Сыщик осторожно отвернул от стены большое зеркало, отошел чуть в сторону, после чего поднял повыше стакан и приветливо улыбнулся собственному отражению:
— Твое здоровье, приятель! — громко сказал он.
Со стороны это выглядело совершенно по-идиотски, и если бы его сейчас увидел, скажем тот же Лугальбанда, вместо суда Ницан отправился бы завтра в психиатрическую лечебницу.
Все при том же храме Анат-Яху.
Отражение, разумеется, повторило его жест, но в то же время родная небритая физиономия обрела озадаченное выражение. Правда, оно продержалось какую-то долю секунды. Ницан поднес стакан к губам, сделал несколько глотков. Стакан опустел мгновенно: разумеется, девек не упустил возможности присосаться к дармовой выпивке. Ницан поощрительно улыбнулся в зеркало и отсалютовал пустым стаканом: дескать, молодчина, валяй дальше.

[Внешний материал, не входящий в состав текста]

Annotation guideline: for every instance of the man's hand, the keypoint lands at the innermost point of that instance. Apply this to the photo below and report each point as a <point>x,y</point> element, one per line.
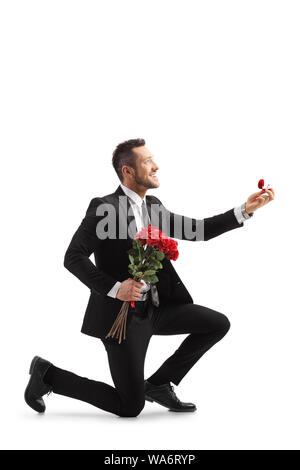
<point>129,290</point>
<point>259,199</point>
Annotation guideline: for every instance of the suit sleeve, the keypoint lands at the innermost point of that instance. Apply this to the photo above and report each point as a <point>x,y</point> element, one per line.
<point>187,228</point>
<point>82,245</point>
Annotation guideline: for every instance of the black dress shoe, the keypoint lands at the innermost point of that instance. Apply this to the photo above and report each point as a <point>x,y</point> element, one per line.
<point>164,395</point>
<point>36,387</point>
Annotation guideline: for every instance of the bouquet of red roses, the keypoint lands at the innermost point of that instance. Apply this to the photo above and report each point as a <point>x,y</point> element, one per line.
<point>149,248</point>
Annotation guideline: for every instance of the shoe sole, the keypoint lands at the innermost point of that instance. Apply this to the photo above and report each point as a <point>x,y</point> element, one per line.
<point>32,365</point>
<point>170,409</point>
<point>33,362</point>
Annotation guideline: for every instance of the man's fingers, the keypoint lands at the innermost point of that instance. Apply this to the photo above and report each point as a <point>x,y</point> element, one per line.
<point>137,284</point>
<point>136,291</point>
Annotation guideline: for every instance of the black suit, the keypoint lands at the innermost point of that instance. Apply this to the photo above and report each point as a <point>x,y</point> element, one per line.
<point>176,314</point>
<point>111,259</point>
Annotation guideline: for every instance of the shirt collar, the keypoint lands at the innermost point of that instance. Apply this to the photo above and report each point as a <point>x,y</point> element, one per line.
<point>133,195</point>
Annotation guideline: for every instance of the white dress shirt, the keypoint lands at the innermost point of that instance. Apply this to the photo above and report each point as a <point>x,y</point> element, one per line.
<point>136,204</point>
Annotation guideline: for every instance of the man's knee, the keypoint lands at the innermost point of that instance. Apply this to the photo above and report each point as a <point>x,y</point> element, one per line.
<point>224,323</point>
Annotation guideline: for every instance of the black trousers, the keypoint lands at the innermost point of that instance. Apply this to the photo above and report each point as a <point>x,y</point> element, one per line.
<point>126,360</point>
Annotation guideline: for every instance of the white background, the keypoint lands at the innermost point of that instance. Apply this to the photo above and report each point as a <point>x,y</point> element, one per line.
<point>213,88</point>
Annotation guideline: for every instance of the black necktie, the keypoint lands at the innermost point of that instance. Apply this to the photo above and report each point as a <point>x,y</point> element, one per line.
<point>146,221</point>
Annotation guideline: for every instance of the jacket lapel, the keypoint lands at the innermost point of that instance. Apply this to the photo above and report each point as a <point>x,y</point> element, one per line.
<point>127,214</point>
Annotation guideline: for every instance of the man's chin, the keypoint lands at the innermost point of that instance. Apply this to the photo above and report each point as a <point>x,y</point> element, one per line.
<point>153,184</point>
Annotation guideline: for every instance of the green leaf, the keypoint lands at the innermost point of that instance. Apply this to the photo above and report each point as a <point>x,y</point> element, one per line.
<point>157,264</point>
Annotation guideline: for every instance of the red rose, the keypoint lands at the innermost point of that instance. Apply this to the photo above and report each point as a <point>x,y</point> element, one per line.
<point>261,184</point>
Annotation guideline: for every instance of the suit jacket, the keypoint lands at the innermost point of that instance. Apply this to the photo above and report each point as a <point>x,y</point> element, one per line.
<point>111,258</point>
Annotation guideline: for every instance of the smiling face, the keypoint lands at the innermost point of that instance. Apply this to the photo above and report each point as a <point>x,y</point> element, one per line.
<point>145,173</point>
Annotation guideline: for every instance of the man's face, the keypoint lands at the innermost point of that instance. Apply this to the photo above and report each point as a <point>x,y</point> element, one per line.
<point>145,173</point>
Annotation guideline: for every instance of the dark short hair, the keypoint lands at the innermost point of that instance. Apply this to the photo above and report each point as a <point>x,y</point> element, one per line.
<point>123,155</point>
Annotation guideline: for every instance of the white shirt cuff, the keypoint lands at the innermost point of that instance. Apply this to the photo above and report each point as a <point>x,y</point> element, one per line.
<point>113,291</point>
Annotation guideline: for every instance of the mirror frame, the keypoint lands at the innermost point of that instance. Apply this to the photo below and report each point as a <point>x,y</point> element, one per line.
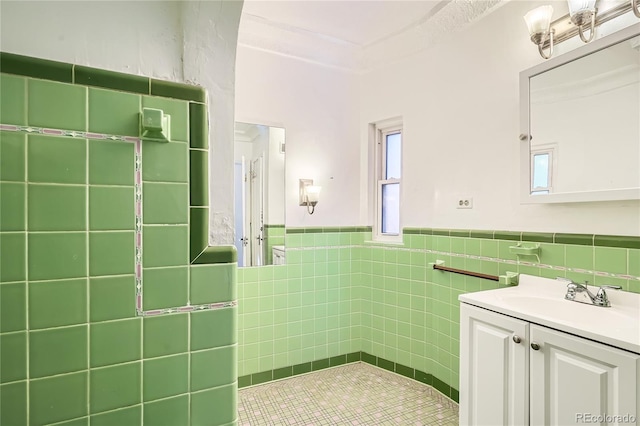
<point>525,160</point>
<point>269,125</point>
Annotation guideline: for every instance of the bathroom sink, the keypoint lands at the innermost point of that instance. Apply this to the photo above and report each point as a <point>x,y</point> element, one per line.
<point>541,300</point>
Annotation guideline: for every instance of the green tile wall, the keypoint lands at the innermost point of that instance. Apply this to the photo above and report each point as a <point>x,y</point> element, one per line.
<point>399,314</point>
<point>73,347</point>
<point>273,236</point>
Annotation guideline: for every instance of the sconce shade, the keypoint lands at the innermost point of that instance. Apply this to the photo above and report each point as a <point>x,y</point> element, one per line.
<point>539,19</point>
<point>580,6</point>
<point>313,193</point>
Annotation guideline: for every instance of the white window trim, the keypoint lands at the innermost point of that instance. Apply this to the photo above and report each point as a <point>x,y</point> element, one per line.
<point>382,129</point>
<point>549,149</point>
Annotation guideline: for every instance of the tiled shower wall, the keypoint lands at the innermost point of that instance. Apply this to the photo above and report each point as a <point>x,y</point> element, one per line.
<point>340,298</point>
<point>112,311</point>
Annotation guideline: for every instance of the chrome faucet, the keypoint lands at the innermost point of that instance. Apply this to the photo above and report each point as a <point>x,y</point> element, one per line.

— Послушай, красавчик, — сказал он. — У меня к тебе есть деловое предложение. Во-первых, я обещаю регулярно делиться с тобой всей выпивкой.
Мышцы лица тотчас дернулись. Ницан с трудом удержался, чтобы не открыть рот от удивления — именно такое выражение появилось у его отражения, то бишь у живущего в зеркале девека. Похоже, зеркальному демону ни разу не предлагали ничего подобного. Он даже забыл управлять мимикой своего ви-за-ви. Озадаченная физиономия отражения теперь куда меньше походила на оригинал.

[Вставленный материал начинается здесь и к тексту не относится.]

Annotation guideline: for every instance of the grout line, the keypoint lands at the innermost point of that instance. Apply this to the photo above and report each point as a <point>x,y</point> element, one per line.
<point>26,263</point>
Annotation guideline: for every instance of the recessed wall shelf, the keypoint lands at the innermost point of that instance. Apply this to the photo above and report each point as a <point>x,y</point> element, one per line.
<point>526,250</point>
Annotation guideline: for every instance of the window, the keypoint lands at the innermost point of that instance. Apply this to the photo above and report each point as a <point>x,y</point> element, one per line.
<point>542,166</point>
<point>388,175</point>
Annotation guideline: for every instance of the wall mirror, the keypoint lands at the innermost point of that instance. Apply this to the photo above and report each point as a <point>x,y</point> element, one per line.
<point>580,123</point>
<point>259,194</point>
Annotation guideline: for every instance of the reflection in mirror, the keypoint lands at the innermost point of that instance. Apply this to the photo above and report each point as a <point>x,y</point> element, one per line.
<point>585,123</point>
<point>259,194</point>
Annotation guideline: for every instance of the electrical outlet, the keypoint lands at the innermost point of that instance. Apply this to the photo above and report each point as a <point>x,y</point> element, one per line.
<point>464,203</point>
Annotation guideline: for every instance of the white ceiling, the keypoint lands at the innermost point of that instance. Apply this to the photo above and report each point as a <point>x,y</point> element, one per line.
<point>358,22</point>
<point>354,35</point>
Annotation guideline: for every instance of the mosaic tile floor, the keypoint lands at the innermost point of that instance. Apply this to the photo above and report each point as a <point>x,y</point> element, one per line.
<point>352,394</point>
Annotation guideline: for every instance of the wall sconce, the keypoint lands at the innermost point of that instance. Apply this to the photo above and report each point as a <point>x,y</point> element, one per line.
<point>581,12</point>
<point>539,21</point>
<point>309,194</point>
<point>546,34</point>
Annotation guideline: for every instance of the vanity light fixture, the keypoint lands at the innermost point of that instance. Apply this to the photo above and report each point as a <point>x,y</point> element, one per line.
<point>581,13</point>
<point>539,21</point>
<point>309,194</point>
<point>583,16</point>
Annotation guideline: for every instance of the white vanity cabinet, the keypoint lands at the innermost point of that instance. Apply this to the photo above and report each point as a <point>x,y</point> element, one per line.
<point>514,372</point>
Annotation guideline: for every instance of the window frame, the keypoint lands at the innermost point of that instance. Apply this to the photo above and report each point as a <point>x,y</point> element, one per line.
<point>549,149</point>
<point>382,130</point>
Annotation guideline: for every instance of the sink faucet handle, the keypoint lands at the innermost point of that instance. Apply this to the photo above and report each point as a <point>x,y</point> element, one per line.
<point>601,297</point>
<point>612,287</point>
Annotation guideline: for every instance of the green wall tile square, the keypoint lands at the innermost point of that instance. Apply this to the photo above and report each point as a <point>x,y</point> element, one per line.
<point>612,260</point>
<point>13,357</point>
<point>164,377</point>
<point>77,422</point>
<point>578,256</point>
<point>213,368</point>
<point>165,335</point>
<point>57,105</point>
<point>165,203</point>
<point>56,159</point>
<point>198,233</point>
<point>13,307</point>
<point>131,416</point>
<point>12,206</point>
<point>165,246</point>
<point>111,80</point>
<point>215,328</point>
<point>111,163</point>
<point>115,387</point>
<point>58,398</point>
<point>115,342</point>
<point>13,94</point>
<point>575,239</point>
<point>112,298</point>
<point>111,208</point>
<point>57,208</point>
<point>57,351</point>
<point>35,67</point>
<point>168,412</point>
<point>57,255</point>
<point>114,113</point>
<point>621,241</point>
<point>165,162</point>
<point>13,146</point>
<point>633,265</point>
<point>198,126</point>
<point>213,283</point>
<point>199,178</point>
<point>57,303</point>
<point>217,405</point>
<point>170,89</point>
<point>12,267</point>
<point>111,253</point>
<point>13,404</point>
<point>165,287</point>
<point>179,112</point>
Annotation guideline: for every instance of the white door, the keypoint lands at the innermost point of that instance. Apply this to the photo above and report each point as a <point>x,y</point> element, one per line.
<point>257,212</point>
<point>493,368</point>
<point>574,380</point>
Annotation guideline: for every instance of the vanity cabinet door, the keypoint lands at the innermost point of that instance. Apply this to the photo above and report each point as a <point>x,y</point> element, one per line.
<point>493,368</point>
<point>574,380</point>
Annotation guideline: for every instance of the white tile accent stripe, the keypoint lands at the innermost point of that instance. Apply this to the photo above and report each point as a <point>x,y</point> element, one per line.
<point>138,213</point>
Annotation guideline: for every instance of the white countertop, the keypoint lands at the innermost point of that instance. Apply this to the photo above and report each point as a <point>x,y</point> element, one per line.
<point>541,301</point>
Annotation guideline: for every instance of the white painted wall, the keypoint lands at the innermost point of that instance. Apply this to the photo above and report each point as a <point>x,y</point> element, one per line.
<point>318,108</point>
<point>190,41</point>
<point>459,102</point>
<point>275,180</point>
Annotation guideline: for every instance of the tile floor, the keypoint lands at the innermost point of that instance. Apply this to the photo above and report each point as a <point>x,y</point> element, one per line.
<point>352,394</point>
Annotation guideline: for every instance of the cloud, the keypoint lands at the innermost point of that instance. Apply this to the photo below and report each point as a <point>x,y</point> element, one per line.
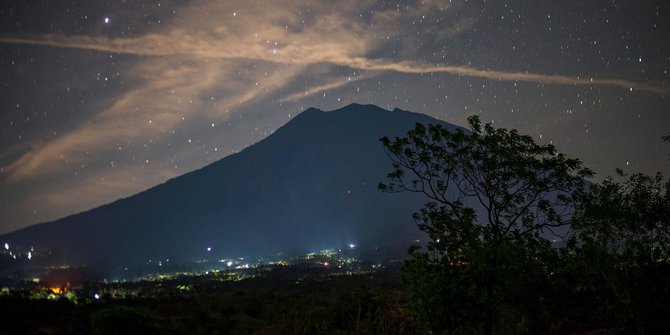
<point>216,57</point>
<point>416,67</point>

Ницан поторопился воспользоваться успехом:
— Мало того: я не буду завешивать зеркало, не буду его отворачивать к стенке, так что ты сможешь проделывать свои штучки со всеми моими гостями… В разумных пределах, — осторожно добавил сыщик, вспомнив, что шуточки девека отнюдь не безобидны, и способны вести до серьезного — правда, не смертельного — эмоционального истощения. — Но для этого я прошу тебя о помощи… — сыщик показал девеку зеркальце Нурсаг. — Не можешь ли ты какое-то время провести вот тут? В этом зеркале? По-моему, рамочка очень симпатичная…

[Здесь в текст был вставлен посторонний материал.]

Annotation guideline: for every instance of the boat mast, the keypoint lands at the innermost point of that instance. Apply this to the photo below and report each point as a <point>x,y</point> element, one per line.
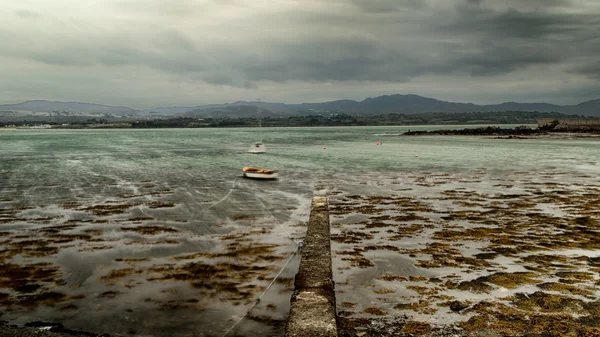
<point>259,120</point>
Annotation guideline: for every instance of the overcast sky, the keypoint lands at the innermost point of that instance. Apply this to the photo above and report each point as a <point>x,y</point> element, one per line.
<point>147,53</point>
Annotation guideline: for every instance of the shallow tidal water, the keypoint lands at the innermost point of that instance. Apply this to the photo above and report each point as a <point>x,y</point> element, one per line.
<point>155,232</point>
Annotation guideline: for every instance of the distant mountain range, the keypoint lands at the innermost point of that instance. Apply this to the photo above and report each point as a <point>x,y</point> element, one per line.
<point>404,104</point>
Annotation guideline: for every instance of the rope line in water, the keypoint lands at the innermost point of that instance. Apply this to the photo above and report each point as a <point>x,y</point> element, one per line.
<point>261,295</point>
<point>298,245</point>
<point>225,197</point>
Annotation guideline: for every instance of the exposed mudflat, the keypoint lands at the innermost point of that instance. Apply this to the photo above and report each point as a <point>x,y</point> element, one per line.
<point>140,260</point>
<point>467,255</point>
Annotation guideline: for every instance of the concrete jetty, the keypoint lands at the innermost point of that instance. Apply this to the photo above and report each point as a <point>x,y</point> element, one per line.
<point>312,311</point>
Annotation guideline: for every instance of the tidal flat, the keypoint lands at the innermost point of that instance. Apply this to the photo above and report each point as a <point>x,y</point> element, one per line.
<point>470,254</point>
<point>133,260</point>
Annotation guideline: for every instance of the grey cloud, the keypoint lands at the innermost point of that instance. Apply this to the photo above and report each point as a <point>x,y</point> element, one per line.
<point>27,14</point>
<point>384,6</point>
<point>362,41</point>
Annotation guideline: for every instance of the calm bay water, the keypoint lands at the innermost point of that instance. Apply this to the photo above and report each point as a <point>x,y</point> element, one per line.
<point>199,171</point>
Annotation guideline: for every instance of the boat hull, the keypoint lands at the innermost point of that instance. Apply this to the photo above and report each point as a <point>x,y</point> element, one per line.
<point>256,175</point>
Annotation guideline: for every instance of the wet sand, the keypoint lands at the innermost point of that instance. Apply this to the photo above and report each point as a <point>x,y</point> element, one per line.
<point>137,263</point>
<point>474,254</point>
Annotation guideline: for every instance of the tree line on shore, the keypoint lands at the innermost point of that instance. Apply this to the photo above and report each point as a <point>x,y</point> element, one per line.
<point>331,119</point>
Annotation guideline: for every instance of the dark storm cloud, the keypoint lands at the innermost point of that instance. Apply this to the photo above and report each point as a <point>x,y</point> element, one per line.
<point>242,44</point>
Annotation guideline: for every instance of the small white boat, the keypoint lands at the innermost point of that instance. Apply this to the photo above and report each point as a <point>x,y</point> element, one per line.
<point>257,148</point>
<point>258,173</point>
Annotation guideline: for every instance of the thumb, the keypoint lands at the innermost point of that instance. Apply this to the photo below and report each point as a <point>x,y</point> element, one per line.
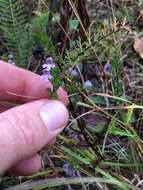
<point>25,129</point>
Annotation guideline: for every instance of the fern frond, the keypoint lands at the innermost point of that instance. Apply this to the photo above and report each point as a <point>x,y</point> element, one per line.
<point>16,31</point>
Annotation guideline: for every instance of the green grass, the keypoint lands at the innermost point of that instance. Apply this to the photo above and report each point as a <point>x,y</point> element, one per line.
<point>107,156</point>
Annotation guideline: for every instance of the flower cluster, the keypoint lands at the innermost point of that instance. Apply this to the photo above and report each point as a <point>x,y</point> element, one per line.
<point>46,69</point>
<point>10,59</point>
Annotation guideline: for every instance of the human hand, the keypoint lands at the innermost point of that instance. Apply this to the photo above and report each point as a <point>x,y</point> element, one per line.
<point>27,128</point>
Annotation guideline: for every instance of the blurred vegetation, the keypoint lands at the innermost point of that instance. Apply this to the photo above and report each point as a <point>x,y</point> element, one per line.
<point>91,43</point>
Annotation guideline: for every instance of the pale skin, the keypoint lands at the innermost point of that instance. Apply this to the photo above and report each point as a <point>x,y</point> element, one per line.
<point>31,125</point>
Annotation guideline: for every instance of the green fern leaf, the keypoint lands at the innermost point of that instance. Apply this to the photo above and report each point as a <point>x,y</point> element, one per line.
<point>16,31</point>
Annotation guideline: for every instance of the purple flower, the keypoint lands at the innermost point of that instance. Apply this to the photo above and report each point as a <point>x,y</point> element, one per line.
<point>47,66</point>
<point>107,67</point>
<point>68,170</point>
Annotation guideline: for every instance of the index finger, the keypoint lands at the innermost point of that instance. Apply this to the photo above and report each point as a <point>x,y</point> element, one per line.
<point>19,85</point>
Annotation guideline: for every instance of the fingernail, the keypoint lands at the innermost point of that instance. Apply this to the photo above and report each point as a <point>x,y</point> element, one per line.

Отражение в большом зеркале какое-то время не изменялось, потом вдруг подернулось рябью — словно поверхность пруда. Затем оно окуталось серебристым туманом. Этот туман вдруг вытянулся по направлению к Ницану, превратился в зыбкий полупрозрачный искрящийся язык, который скрутился в тонкое веретено. Коснувшись маленького зеркальца, веретено тут же всосалось внутрь. Через мгновение Ницан осторожно заглянул в старое зеркало — его отражение больше не стремилось управлять оригиналом. Зато крохотное отражение в ручном зеркальце Нурсаг немедленно принялось дергаться, и сыщик почувствовал нестерпимый зуд в мышцах лица.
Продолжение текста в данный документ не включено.